Outro aprendizado: as coisas só parecem puras (ou simples) quando vistas de longe. Quanto mais nos aproximamos, mais complexas (ou ricas) se tornam. Com as marcas, é a mesma coisa. Quando misturamos a história de uma marca com a nossa e com hipóteses provocativas sobre tensões culturais, criamos algo realmente grande. Nenhuma marca se tornará relevante com base apenas em métricas superficiais.
Na prática, isso exige que nos desenvolvamos para criar essas conexões inesperadas. Conexões que só podem ser feitas a partir de um olhar humano, enraizado em nossa história e ancestralidade. Exige também reconhecer que um framework pode ser essencial para criar algo verdadeiramente novo.
Assim como Jorge Drexler foi desafiado por Joaquín Sabina a usar a Décima para compor sua música, as marcas também precisam de estrutura para atingir o extraordinário.

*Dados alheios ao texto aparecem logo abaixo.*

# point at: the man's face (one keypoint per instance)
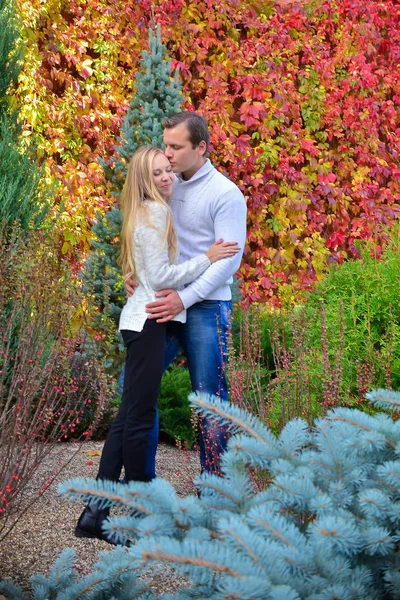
(183, 157)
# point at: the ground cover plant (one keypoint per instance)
(325, 527)
(45, 395)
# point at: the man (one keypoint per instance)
(206, 207)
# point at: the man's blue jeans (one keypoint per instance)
(204, 341)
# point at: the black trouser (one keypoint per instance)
(127, 441)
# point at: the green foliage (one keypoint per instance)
(23, 198)
(175, 413)
(364, 296)
(11, 50)
(325, 527)
(156, 96)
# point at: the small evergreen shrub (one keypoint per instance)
(325, 528)
(175, 412)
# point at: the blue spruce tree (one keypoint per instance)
(157, 94)
(326, 527)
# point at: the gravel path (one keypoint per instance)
(47, 528)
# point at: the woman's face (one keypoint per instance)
(163, 176)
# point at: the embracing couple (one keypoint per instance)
(182, 241)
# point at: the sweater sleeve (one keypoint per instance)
(153, 252)
(229, 216)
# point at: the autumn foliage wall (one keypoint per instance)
(303, 101)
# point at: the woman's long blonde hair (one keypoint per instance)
(139, 186)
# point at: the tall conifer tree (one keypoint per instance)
(157, 95)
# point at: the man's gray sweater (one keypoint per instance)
(207, 207)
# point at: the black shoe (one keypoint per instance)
(90, 522)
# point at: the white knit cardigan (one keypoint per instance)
(154, 270)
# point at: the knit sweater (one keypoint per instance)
(207, 207)
(153, 268)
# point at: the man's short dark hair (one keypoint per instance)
(196, 124)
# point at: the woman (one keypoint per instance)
(149, 253)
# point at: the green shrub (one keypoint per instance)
(175, 413)
(326, 526)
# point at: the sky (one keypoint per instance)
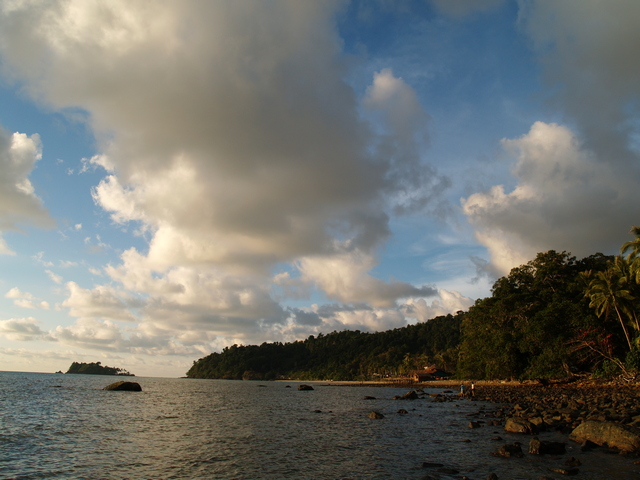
(181, 176)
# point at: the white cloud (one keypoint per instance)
(249, 153)
(22, 329)
(55, 278)
(18, 201)
(566, 199)
(461, 8)
(345, 278)
(448, 302)
(101, 302)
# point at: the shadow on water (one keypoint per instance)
(66, 426)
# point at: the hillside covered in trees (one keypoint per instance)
(553, 317)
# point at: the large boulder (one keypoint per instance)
(613, 435)
(126, 386)
(520, 425)
(509, 451)
(543, 447)
(412, 395)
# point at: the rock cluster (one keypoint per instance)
(562, 408)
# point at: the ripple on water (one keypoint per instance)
(201, 429)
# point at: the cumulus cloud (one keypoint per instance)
(249, 151)
(22, 329)
(101, 302)
(25, 299)
(345, 278)
(590, 56)
(461, 8)
(565, 199)
(448, 302)
(18, 202)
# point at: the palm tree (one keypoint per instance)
(633, 255)
(608, 290)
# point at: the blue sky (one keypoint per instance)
(181, 176)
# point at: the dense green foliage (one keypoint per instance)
(552, 317)
(528, 327)
(96, 369)
(347, 355)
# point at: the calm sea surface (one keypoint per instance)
(66, 426)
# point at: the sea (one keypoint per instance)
(60, 426)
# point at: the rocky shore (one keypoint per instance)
(547, 418)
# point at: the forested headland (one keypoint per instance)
(97, 369)
(554, 317)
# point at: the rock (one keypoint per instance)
(537, 447)
(520, 425)
(572, 462)
(612, 435)
(507, 451)
(448, 471)
(125, 386)
(412, 395)
(565, 471)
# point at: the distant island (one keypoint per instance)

Aqui na agência, temos nosso próprio método. Mas o mais importante é confrontar ideias dentro de uma lógica construtiva — e não destrutiva, como o algoritmo frequentemente impõe.
No fim, conteúdo e forma só engajam de verdade quando carregam uma narrativa ‘rítmica’, capaz de nos desafiar à liberdade intelectual que nenhuma tecnologia pode oferecer.